The actions taken by Cedar Fair to safeguard the health of its guests and associates had a significant impact on the Company’s 2020 financial results. As previously reported, the Company suspended operations at its parks beginning on March 14, 2020, in response to the spread of COVID-19 and local government mandates. In accordance with local and state guidelines, the Company resumed partial operations in 2020 at 10 of its 13 properties on a staggered basis beginning in mid-June through mid-July. Two parks – Cedar Point and Kings Island – remained open after Labor Day, operating on weekends through the end of October, while two additional parks – Carowinds and Kings Dominion – reopened on weekends in November and December to host abbreviated versions of their very popular WinterFest events.

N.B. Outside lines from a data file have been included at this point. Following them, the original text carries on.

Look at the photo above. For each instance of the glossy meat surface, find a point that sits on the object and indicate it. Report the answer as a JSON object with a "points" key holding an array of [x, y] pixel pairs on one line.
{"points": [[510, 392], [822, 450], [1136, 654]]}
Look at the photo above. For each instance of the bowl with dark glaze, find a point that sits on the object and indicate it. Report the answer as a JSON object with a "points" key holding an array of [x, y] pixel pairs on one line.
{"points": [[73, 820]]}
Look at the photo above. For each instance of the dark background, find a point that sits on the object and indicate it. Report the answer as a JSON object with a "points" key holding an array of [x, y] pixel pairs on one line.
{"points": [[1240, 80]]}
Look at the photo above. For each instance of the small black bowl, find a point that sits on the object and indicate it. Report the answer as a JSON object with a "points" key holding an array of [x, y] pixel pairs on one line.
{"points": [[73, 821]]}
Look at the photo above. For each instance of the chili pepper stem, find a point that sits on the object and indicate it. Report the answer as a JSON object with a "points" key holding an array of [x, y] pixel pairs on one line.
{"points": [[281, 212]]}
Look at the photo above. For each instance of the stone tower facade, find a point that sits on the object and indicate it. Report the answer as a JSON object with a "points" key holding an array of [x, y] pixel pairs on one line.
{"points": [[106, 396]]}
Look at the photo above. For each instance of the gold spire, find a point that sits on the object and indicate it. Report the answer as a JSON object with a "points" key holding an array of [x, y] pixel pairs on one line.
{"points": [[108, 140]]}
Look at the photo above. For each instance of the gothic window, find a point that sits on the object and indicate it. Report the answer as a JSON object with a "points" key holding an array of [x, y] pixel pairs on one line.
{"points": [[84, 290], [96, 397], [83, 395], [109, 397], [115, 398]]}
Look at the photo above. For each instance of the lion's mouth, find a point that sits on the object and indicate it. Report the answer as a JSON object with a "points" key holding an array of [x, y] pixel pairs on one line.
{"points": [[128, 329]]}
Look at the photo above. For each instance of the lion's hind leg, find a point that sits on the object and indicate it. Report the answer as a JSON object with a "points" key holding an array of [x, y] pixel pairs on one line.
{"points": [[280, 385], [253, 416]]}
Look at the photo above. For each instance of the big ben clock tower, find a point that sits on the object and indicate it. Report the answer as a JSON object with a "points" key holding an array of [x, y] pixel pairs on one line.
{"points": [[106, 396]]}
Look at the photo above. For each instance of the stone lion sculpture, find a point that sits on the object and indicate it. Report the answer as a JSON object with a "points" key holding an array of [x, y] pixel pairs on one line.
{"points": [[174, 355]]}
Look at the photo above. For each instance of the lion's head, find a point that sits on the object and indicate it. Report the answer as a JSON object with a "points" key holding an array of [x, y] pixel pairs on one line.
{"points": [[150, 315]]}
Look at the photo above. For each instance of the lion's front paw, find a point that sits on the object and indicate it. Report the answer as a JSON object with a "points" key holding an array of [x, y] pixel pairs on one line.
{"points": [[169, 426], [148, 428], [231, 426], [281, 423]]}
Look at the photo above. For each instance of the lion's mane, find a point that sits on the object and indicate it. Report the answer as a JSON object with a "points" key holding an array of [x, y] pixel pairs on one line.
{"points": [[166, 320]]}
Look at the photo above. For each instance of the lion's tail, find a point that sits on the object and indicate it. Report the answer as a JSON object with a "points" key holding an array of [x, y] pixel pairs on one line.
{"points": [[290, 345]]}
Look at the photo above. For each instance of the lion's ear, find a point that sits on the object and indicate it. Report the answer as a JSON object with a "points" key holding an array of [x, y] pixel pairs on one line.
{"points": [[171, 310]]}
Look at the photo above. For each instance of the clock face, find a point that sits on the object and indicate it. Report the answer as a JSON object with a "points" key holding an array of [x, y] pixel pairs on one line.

Following the onset of the pandemic, operations at Knott’s Berry Farm were limited to culinary festivals, which are not included in the Company’s attendance or in-park per capita spending figures after the first quarter.

Given the effects of the coronavirus pandemic on park operations, results for 2020 are not directly comparable to results for 2019, which included full operations of the legacy Cedar Fair parks, as well as operations of the two Schlitterbahn water parks after their acquisition on July 1, 2019. In 2020, the Company had 487 total operating days, excluding the culinary festivals at Knott’s Berry Farm, compared to 2,224 operating days in 2019.

For the full year ended Dec. 31, 2020, net revenues totaled $182 million versus $1.47 billion for 2019. The decrease in net revenues was the direct result of a 25.3 million-visit decrease in attendance and a $101 million decrease in out-of-park revenues, with both shortfalls due to COVID-19-related park closures and operating calendar changes in 2020, as well as the negative impact of the pandemic on demand upon reopening.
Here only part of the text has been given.